Au commencement est l’étonnement, comme disait (presque) Aristote, puis vient le désir : chercher, trouver, appréhender, comprendre, expliquer. De rencontre en rencontre, d’ange en ange, pragmatique, sans religion ni mysticisme, le personnage d’ Edward Byrne illustre ces hommes aux couleurs sépia des vieilles photographies qui accompagnaient les expéditions des aventuriers de cette époque : n’oubliant jamais d’emmener leur marteau à échantillons de roches, leur nécessaire à herbier, et un petit bocal pour enfermer un éventuel insecte égaré en un lieu invraisemblable.

Mais revenons à notre champ de glace : ses explorateurs taillés ou non pour l’aventure, se révèlent à leurs heures perdues peintres, dessinateurs, hommes d’affaires, écrivains, penseurs : il y a même un guide poète. Les femmes ont également une épaisseur tangible, ce monde de pionniers n’existe visiblement que par elles, présentes ou absentes sur le terrain de la montagne, mortes ou vivantes, elles sont l’âme et le cœur du roman .
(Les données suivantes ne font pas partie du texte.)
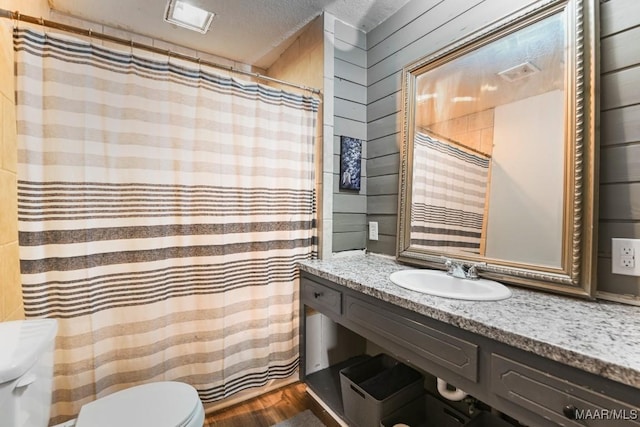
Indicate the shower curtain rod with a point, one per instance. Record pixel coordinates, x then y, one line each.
17 16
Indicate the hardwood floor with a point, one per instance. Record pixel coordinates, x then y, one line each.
269 409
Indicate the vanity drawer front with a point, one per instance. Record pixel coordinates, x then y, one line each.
445 350
321 297
548 396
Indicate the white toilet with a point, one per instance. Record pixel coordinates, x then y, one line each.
26 379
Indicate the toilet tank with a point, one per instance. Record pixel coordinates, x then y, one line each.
26 372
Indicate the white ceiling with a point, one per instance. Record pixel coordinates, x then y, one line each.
253 32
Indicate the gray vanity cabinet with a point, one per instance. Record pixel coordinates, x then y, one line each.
532 389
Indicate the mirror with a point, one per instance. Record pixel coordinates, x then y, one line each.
498 162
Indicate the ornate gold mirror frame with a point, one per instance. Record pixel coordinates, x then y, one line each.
574 273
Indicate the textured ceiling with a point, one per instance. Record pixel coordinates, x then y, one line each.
253 32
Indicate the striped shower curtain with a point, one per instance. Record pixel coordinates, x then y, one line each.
450 188
162 210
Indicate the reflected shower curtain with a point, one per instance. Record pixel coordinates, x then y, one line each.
162 211
449 195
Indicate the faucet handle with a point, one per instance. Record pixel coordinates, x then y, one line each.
472 272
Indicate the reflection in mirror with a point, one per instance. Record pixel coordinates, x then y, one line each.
489 147
498 139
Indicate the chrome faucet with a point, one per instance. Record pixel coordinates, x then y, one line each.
462 271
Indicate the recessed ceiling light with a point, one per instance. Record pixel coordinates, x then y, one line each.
188 16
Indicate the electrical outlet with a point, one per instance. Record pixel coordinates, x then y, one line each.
623 256
627 262
626 250
373 230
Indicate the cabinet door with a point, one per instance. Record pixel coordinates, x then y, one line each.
557 399
323 298
450 352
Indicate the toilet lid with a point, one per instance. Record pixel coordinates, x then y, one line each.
160 404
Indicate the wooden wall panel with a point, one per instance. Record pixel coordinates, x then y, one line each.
619 141
350 117
422 27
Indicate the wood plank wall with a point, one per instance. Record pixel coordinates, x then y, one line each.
619 138
350 111
423 27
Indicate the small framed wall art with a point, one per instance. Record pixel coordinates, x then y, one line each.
350 163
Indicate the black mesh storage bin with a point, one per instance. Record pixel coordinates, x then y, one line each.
426 411
376 387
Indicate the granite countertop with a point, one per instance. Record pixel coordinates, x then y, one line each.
596 336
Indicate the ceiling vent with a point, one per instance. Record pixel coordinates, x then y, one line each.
519 72
188 16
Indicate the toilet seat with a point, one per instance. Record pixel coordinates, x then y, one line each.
159 404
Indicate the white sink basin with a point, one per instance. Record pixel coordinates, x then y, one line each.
439 283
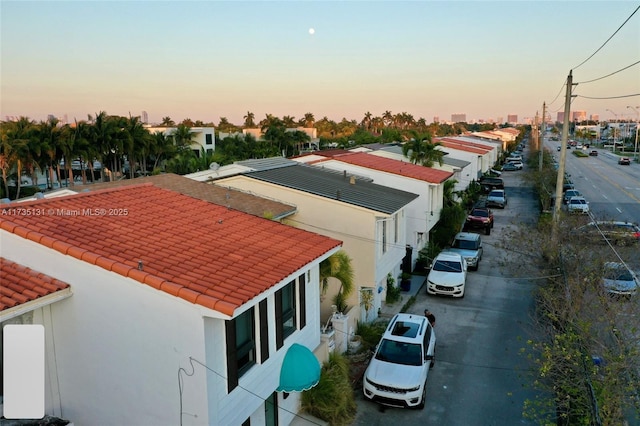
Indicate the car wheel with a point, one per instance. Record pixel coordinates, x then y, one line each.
423 398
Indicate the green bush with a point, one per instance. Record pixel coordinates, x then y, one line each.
332 399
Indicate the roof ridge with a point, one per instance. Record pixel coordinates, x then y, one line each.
123 269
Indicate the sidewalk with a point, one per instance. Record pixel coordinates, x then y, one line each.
388 311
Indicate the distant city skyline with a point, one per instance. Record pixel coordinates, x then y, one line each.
211 59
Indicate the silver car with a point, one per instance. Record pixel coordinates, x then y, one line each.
469 245
497 198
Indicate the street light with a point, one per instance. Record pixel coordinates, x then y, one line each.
614 131
635 149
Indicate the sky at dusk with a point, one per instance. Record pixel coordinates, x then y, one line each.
209 59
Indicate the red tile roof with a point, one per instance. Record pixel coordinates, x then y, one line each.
202 252
232 198
19 284
461 146
397 167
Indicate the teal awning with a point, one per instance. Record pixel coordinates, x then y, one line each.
300 370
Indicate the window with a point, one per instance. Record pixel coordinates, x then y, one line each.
285 313
384 236
241 347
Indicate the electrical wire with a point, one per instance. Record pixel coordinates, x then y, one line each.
608 75
192 360
612 35
610 97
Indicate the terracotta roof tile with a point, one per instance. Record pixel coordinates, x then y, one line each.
231 198
19 284
397 167
183 243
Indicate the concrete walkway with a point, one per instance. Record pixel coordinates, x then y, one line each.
388 311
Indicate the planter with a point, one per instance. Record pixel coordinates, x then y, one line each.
405 285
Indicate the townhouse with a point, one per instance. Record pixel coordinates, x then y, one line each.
161 308
422 213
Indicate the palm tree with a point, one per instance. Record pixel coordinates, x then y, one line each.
420 150
338 266
19 135
387 118
289 121
248 120
308 120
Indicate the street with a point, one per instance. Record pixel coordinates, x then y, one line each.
480 375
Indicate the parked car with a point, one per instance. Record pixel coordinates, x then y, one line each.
497 198
519 165
570 193
487 183
619 280
616 232
448 275
397 373
479 217
469 245
578 205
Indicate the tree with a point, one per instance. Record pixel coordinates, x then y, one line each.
421 151
338 266
248 120
308 120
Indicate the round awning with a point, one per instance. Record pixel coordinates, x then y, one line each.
300 370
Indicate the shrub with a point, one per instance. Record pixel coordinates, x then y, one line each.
332 399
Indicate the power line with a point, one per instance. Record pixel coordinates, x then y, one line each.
192 360
612 35
609 97
609 75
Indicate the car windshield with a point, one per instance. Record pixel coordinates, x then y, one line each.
465 244
399 352
447 266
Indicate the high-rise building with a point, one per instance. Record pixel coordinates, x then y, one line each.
459 118
579 116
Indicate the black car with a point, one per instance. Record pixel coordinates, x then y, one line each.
490 183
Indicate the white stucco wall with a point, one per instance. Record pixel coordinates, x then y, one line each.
422 214
475 160
114 349
355 226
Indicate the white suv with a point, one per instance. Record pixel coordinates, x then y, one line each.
448 275
397 373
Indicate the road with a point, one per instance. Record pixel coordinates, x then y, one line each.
480 376
613 191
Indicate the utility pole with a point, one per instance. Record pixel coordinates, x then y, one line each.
563 155
542 129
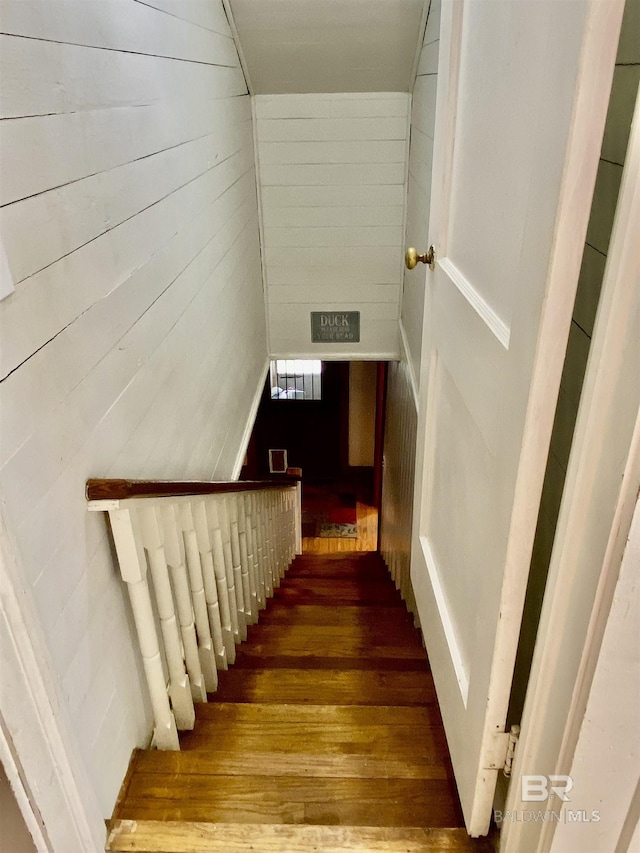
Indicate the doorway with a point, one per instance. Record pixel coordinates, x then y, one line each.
335 439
On retrouve l’ambiance de l’aéropostale telle que décrite par St Exupéry, mais les héros, au lieu d’être ces quasi-surhommes nietzschéens, épousent étroitement leur environnement et conduisent leur destinée avec une force de volonté tempérée d’humilité, trempée à la fatalité des caprices de la Montagne. On y apprend aussi beaucoup de choses à propos de la glace, entre autres qu’elle est vivante.

Pour goûter amplement cet excellent roman, où les évènements se croisent et se décroisent, où les destinées se frôlent et se complètent, il faut s’immerger dans sa construction rigoureuse, déconcertante et originale, tout comme Hal, le guide poète et Freyda, la George Sand alpiniste, s’immergent dans la source d’eau chaude qui alimente la serre : là où Elspeth, la compagne de Byrne, fait pousser des lys et des orchidées : Laissons nous porter par le paysage et les évènements, allons à la rencontre des personnages à la fois exceptionnels et ordinaires qui habitent ces petits tableaux successifs regroupés par chapitres glaciaires tels que « névé » « moraine » « nunatak » sans chercher vraiment à comprendre la trame exacte du récit.
Suivons le glissement progressif du glacier jusqu’à son déclin, sa fonte, jusqu’à son extrême dénuement, son dénouement :
Edward Byrne retrouvera sa crevasse, et même son ange, sous une forme inattendue, bien entendu.